This is the core package of the MLflow Typescript SDK. It is a skinny package that includes the core tracing functionality and manual instrumentation.
| Package | NPM | Description |
|---|---|---|
| mlflow-tracing | The core tracing functionality and manual instrumentation. |
npm install mlflow-tracing
Start MLflow Tracking Server. If you have a local Python environment, you can run the following command:
pip install mlflow
mlflow server --backend-store-uri sqlite:///mlruns.db --port 5000
If you don't have Python environment locally, MLflow also supports Docker deployment or managed services. See Self-Hosting Guide for getting started.
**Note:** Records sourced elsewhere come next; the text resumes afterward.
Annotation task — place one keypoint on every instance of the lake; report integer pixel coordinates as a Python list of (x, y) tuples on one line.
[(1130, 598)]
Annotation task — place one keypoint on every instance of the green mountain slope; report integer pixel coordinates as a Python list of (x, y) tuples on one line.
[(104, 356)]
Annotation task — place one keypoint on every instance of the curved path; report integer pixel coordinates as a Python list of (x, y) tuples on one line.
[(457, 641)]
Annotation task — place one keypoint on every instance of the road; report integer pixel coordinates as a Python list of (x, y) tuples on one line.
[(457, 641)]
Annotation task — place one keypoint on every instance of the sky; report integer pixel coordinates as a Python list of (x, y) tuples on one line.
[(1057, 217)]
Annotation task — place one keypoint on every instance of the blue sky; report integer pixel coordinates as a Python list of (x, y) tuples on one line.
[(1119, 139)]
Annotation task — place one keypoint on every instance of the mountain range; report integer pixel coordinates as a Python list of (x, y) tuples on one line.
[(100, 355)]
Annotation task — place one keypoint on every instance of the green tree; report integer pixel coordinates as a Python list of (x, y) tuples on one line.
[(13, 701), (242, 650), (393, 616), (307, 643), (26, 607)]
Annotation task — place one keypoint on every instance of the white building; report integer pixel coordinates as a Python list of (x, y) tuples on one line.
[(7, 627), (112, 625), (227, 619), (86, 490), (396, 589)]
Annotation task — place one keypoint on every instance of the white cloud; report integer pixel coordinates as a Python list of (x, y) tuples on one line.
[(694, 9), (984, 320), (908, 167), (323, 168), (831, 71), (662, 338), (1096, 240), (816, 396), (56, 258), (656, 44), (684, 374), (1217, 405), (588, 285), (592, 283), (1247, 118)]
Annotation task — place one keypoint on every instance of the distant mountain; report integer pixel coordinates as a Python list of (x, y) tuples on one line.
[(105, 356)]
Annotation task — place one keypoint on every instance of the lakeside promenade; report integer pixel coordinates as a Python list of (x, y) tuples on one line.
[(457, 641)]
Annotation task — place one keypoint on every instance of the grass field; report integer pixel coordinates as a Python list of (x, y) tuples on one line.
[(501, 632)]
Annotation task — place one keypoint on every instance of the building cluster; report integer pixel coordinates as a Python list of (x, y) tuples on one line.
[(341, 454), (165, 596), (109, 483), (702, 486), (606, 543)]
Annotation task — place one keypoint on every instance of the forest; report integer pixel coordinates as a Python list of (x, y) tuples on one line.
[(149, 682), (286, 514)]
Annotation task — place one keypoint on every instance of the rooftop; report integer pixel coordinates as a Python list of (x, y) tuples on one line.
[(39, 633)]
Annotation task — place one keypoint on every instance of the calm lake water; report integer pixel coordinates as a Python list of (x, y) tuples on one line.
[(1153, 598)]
Instantiate MLflow SDK in your application:
import * as mlflow from 'mlflow-tracing';
mlflow.init({
trackingUri: 'http://localhost:5000',
experimentId: '<experiment-id>'
});
Create a trace:
// Wrap a function with mlflow.trace to generate a span when the function is called.
// MLflow will automatically record the function name, arguments, return value,
// latency, and exception information to the span.
const getWeather = mlflow.trace(
(city: string) => {
return `The weather in ${city} is sunny`;
},
// Pass options to set span name. See https://mlflow.org/docs/latest/genai/tracing/app-instrumentation/typescript-sdk
// for the full list of options.
{ name: 'get-weather' }
);
getWeather('San Francisco');
// Alternatively, start and end span manually
const span = mlflow.startSpan({ name: 'my-span' });
span.end();
Official documentation for MLflow Typescript SDK can be found here.
This project is licensed under the Apache License 2.0.